When my widowed sister retired, she moved from the Chicago area to live with me. We had never been real close as children, but the ensuing years while she was here brought us closer. Consequently when she developed Alzheimer's she stayed with me and I became her caregiver. The result: we became even closer. The five years she needed care are ones I would never trade. Not only did we really get to know each other, our strengths, our weaknesses, but I also had a long time to say goodbye to my sis.
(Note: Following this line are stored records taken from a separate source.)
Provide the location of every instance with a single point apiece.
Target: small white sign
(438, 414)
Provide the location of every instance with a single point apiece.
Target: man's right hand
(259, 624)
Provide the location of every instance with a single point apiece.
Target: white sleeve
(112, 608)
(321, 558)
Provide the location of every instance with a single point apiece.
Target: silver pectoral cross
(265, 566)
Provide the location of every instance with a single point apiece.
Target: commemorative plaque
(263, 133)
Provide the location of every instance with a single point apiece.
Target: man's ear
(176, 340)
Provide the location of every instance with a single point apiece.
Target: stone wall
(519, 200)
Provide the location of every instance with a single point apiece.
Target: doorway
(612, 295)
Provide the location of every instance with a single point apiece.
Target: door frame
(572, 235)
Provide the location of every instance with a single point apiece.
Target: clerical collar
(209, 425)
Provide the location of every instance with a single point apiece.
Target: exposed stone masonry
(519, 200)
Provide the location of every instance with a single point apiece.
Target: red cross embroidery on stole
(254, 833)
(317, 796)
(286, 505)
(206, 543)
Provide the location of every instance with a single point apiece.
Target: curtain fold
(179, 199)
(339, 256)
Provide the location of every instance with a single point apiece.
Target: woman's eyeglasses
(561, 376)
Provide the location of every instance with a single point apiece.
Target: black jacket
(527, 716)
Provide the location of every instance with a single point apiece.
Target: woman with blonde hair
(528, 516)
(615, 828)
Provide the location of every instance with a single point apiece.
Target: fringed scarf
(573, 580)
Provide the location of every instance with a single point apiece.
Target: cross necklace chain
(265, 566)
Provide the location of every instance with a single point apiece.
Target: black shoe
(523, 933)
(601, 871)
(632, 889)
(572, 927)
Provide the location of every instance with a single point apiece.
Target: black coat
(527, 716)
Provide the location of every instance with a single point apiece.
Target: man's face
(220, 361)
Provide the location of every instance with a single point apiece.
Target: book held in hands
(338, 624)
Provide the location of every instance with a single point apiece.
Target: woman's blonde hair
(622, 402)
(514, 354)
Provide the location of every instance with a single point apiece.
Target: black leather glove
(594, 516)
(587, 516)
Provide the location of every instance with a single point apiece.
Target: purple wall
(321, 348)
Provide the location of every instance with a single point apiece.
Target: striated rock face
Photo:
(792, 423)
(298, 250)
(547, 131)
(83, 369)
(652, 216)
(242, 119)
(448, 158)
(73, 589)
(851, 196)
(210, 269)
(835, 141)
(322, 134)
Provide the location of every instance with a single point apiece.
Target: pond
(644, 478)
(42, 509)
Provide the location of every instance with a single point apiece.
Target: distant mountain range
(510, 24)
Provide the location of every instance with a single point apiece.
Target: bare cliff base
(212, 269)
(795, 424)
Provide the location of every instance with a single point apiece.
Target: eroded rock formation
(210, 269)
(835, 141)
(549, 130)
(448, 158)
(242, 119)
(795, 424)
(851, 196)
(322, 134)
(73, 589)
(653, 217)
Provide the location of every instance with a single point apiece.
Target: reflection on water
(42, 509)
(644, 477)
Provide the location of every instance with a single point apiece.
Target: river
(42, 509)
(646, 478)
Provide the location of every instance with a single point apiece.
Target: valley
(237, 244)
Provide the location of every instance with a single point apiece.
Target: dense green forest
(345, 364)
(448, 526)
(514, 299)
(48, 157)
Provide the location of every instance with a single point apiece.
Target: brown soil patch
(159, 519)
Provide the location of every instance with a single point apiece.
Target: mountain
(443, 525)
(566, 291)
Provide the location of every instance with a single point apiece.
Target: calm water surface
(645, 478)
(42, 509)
Ultimately I had to give up the role of caregiver, for at the age of 81, the physical and emotional stress wore me down. She moved to a daughter's home in the Chicago area toward the end of August this year, and died from pneumonia a month later. I look back on her years with me with many fond, and many sad memories. The gift? Life has become much more precious to me, and to my 5 grown children. We have all come to realize fully that we can't really know what or when something serious will happen to us, so we treasure every moment we can be together.


Name: Mary Lund
Location: Seattle
Date: 10/29/2008
Time: 08:03 AM

Comments

My parents moved in with me 12 years ago and I became their caregiver very shortly thereafter. We had many children in my family growing up and I was at the tail end of the brood so my interactions with my parents were sparse. Having them live with me as an adult and ultimately caring for them as they died was very profound. My daughter was raised with her grandparents, something I had never known, and I was able to secure new memories of both parents that will last me the rest of my life. In short, gift.